Since childhood, I’ve dealt with some form of mental illness. In my elementary school years, I struggled with depression quite often. I would have trouble sleeping at night which would make staying awake in classes all the more difficult. I would withdraw from those around me. The happiness I once expressed left and I stopped smiling. I wouldn’t eat much or often. Most of the things I did were not what most kids were doing at my age. My life felt pointless and was filled with anxiety.
Because of those symptoms, I quickly learned that I was not like other children. My friends didn’t struggle with the same things I did. Then, the more I shared those things with my friends or those around me, the more I realized that if I wanted to have friends and look like other kids, I needed to keep those struggles inside.
As I grew older, I realized that keeping those things inside me was even more important if I wanted to keep friends. Still, despite my best efforts, I wasn’t able to relate to those around me. They were happy and spending time with friends and I was off in a corner by myself wishing for the day to be over.
These symptoms continued through high school and college. After struggling with them for so long, some of the symptoms started to show. I spent more time sleeping and not eating. Nothing seemed enjoyable and I had no desire to do anything or see anyone. I got tired of hiding things and my mom started to notice. This is when my doctor realized that I was struggling with depression. After that, I was placed on antidepressants and things started to turn around.
Unfortunately, the turn-around didn’t last very long. I spent a good period of time improving but soon after, I started having the same symptoms that continued to get worse. On top of that, the anxiety I struggled with seemed to worsen as well. I started complaining about some of the symptoms I was having but that quickly annoyed those around me. This isn’t to bash them in any way because I know how frustrating it can be when someone complains about the same things every day. So, in an effort to not bother anyone, I started to keep my symptoms to myself again.
For the next several years, I would go through periods of severe depression, normalcy, and feeling better than normal. The extremes of this cycle would last anywhere from a few days to a few weeks, with the depression taking up most of the time. Since I had dealt with these things for a while, I didn’t really think much of them.

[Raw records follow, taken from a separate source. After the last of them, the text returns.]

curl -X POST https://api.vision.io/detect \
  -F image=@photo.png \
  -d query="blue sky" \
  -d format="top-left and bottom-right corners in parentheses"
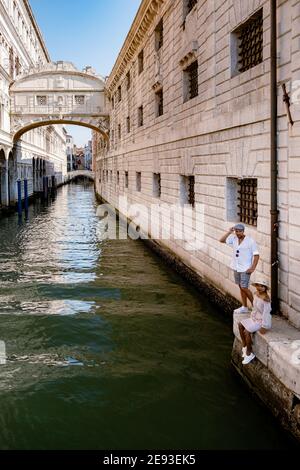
top-left (30, 0), bottom-right (141, 145)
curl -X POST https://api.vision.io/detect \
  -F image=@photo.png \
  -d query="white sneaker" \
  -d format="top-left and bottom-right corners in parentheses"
top-left (233, 305), bottom-right (249, 313)
top-left (242, 353), bottom-right (255, 364)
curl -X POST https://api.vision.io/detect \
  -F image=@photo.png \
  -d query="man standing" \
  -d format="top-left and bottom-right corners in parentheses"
top-left (220, 224), bottom-right (259, 313)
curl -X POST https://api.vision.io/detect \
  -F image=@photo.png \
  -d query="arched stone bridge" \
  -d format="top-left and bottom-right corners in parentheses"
top-left (10, 61), bottom-right (109, 142)
top-left (67, 170), bottom-right (95, 181)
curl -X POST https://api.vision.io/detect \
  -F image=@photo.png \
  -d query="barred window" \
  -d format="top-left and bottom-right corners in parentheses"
top-left (155, 89), bottom-right (164, 117)
top-left (136, 171), bottom-right (142, 192)
top-left (126, 72), bottom-right (131, 90)
top-left (36, 96), bottom-right (47, 106)
top-left (126, 116), bottom-right (130, 134)
top-left (235, 9), bottom-right (263, 73)
top-left (153, 173), bottom-right (161, 198)
top-left (238, 178), bottom-right (257, 227)
top-left (188, 176), bottom-right (195, 207)
top-left (75, 95), bottom-right (84, 105)
top-left (184, 60), bottom-right (198, 101)
top-left (138, 106), bottom-right (144, 127)
top-left (138, 50), bottom-right (144, 74)
top-left (155, 19), bottom-right (164, 51)
top-left (184, 0), bottom-right (198, 16)
top-left (180, 175), bottom-right (195, 207)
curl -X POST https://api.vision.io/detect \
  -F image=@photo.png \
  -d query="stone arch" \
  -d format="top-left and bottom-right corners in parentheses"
top-left (0, 149), bottom-right (6, 207)
top-left (7, 150), bottom-right (17, 205)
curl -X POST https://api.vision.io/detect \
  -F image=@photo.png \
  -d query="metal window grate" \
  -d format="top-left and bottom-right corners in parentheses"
top-left (238, 10), bottom-right (263, 72)
top-left (186, 0), bottom-right (198, 14)
top-left (238, 179), bottom-right (257, 227)
top-left (188, 176), bottom-right (195, 207)
top-left (186, 60), bottom-right (198, 99)
top-left (75, 95), bottom-right (84, 105)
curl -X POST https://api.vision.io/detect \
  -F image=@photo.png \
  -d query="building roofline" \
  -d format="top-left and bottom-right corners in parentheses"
top-left (23, 0), bottom-right (51, 62)
top-left (106, 0), bottom-right (166, 93)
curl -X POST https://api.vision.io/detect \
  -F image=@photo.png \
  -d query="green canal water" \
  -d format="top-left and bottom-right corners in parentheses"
top-left (0, 184), bottom-right (295, 449)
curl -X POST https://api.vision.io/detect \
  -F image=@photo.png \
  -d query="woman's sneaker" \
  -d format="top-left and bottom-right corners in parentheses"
top-left (242, 353), bottom-right (255, 364)
top-left (233, 305), bottom-right (249, 313)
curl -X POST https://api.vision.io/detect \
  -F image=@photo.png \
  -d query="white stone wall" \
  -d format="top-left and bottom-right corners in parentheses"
top-left (0, 0), bottom-right (67, 195)
top-left (94, 0), bottom-right (300, 326)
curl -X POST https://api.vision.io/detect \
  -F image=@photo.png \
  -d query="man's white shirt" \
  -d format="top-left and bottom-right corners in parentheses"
top-left (226, 233), bottom-right (259, 273)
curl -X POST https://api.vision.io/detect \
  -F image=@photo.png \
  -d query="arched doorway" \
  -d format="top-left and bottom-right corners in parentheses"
top-left (0, 149), bottom-right (6, 207)
top-left (7, 152), bottom-right (16, 205)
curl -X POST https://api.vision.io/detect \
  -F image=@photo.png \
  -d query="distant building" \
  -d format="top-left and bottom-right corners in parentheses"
top-left (66, 134), bottom-right (76, 171)
top-left (84, 140), bottom-right (93, 170)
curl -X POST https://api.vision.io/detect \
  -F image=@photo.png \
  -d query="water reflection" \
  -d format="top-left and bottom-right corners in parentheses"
top-left (0, 185), bottom-right (293, 449)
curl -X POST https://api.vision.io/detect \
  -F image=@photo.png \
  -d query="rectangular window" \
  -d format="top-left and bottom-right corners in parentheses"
top-left (238, 178), bottom-right (257, 227)
top-left (180, 175), bottom-right (195, 207)
top-left (153, 173), bottom-right (161, 198)
top-left (184, 60), bottom-right (198, 101)
top-left (136, 171), bottom-right (142, 192)
top-left (232, 9), bottom-right (263, 74)
top-left (226, 178), bottom-right (258, 227)
top-left (183, 0), bottom-right (198, 17)
top-left (155, 89), bottom-right (164, 117)
top-left (36, 96), bottom-right (47, 106)
top-left (126, 72), bottom-right (131, 90)
top-left (138, 106), bottom-right (144, 127)
top-left (75, 95), bottom-right (84, 105)
top-left (126, 116), bottom-right (130, 134)
top-left (155, 19), bottom-right (164, 51)
top-left (138, 50), bottom-right (144, 75)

I was able to manage my symptoms and keep them hidden for several years. That came to an end last year. For the majority of 2017, I was a roller coaster of symptoms. I felt like I was driving a car that was completely out of control. They started out slowly toward the beginning of the year and as time went on, they got progressively worse. As I wrote in my last article, I spent a lot of time struggling with suicidal ideation. Before I knew it, I was completely out of control and ready to die by any means possible. Misery wasn’t even a strong enough word to describe what I was feeling.
Even though that was an extremely trying time for me, I was able to get the treatment I had needed for many years and a more accurate diagnosis. In addition to that, I gained a support system like I had never had before. The combination of those things has made recovery so much easier than the last time I struggled with suicide and symptoms of a mental illness. But, probably one of the most important things I learned through this is that keeping my symptoms to myself is probably one of the most detrimental things I could’ve done. Not reaching out to those around me when I needed help gave the illness more power over me than it would have otherwise.
So, by sharing my struggle and reaching out when I need the extra help, I’m taking power away from the illness and the struggle and turning it into something productive and positive. While I wouldn’t choose to go through that again, it was a valuable opportunity for me to learn things like perseverance and vulnerability.
If you or someone you know is struggling with suicide or a mental illness, don’t be afraid to reach out. It’s not a sign of weakness and it’s not a character flaw. There are many who struggle with the same things and many great professionals ready and willing to help.